Civil Engineering Contractors today welcomed three critical policy announcements in the Autumn Statement, but expressed caution over the proposed implementation for reforms to R&D tax credits.
In his annual statement to Parliament, Chancellor Jeremy Hunt showed he had listened to CECA members and said he would:
- Remove barriers to investment in critical infrastructure by reforming the UK’s inefficient planning system and speeding up electricity grid connection times;
- Make full expensing permanent, with the intention to consult on expanding the scope of full expensing to include assets for leasing;
- Create a ‘Star Chamber’ to speed up infrastructure delivery.
Commenting, CECA Director of Operations, Marie-Claude Hemming said: After a few months of doom and gloom news in the infrastructure sector, today’s announcements are pleasantly surprising and we recognise that our members’ concerns have been taken on board.

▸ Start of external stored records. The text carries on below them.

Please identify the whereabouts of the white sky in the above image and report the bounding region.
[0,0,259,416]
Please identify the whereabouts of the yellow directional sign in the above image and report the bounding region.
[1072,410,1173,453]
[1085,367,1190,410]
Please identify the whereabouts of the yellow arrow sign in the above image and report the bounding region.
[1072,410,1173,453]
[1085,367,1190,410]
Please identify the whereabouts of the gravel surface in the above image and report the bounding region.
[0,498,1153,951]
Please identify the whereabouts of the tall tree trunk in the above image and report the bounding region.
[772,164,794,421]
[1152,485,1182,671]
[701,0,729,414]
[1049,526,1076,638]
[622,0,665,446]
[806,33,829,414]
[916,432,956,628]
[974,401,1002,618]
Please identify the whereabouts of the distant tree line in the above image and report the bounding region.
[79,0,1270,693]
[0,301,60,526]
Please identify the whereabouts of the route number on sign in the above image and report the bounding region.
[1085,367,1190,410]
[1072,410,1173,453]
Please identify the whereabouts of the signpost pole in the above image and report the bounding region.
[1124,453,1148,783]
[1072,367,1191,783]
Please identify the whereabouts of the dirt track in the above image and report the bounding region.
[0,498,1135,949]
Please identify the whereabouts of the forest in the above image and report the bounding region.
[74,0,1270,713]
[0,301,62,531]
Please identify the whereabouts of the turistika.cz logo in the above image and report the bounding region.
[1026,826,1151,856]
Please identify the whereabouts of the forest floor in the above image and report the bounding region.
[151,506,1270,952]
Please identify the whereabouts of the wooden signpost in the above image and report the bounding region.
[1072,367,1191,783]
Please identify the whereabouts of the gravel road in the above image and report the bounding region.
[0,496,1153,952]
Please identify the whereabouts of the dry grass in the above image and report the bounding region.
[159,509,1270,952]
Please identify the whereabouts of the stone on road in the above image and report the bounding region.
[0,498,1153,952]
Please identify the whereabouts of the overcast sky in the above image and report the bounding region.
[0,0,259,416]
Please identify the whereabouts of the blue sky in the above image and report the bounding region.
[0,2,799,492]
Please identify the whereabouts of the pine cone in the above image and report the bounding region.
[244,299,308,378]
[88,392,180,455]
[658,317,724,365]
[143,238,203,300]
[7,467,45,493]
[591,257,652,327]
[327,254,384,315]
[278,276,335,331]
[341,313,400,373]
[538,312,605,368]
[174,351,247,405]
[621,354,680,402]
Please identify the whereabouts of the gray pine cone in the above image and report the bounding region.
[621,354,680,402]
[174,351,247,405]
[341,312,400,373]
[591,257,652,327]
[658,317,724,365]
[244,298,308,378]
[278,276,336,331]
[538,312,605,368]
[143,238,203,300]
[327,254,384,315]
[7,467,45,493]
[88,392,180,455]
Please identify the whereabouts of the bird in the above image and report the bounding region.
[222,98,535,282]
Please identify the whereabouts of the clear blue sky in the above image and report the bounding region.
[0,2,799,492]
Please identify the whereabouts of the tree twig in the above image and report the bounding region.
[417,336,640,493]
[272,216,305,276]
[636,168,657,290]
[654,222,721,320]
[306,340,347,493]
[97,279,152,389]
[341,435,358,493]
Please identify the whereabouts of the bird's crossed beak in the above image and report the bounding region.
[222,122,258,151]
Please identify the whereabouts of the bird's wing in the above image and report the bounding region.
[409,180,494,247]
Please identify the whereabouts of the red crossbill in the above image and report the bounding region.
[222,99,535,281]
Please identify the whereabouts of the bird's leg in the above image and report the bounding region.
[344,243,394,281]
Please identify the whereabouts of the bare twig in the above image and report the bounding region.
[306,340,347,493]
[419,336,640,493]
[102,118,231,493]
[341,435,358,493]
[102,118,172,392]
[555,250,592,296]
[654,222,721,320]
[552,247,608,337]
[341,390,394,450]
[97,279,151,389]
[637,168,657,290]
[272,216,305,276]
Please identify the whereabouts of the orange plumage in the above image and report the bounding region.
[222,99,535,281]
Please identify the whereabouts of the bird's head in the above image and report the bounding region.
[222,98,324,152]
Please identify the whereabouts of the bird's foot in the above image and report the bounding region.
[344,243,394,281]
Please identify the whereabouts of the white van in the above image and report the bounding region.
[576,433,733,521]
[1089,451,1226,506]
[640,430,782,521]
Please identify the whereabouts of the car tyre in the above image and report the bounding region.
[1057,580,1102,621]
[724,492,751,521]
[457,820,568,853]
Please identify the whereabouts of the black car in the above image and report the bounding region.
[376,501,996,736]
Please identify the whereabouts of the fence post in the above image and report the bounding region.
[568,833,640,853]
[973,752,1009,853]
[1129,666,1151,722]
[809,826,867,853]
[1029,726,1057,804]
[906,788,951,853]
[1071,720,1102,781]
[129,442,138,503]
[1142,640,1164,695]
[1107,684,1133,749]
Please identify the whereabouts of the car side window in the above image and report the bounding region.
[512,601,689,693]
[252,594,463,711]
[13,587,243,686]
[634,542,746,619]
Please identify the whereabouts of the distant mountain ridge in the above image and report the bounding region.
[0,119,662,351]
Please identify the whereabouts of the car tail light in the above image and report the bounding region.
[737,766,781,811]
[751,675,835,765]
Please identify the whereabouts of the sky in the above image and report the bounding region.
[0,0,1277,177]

“Alongside the publication of the Autumn Statement document, is a policy paper focusing on speeding up infrastructure delivery, a key component in which is the creation of a Star Chamber.
“In our recent policy document, CECA called for construction to be put at the heart of policy making, with the establishment of a Cabinet Committee for Infrastructure, and we welcome that this suggestion has been adopted by Government.
“We also welcome moves to make full expensing permanent, allowing companies to claim 100% capital allowances on qualifying plant and machinery investment.
“However, as much of our industry hires its plant and machinery, we welcome the opportunity to continue to work with the Government to develop the policy to include assets for leasing within this allowance.
“Yet, we express substantial concern over the merger of R&D expenditure and SME schemes. The associated guidance published today suggests that contractors may still be able to claim tax credits for some R&D, but we need to see more detail as industry has been worried that proposed changes might make this hard in reality, potentially reversing recent strong growth in innovation in the sector.”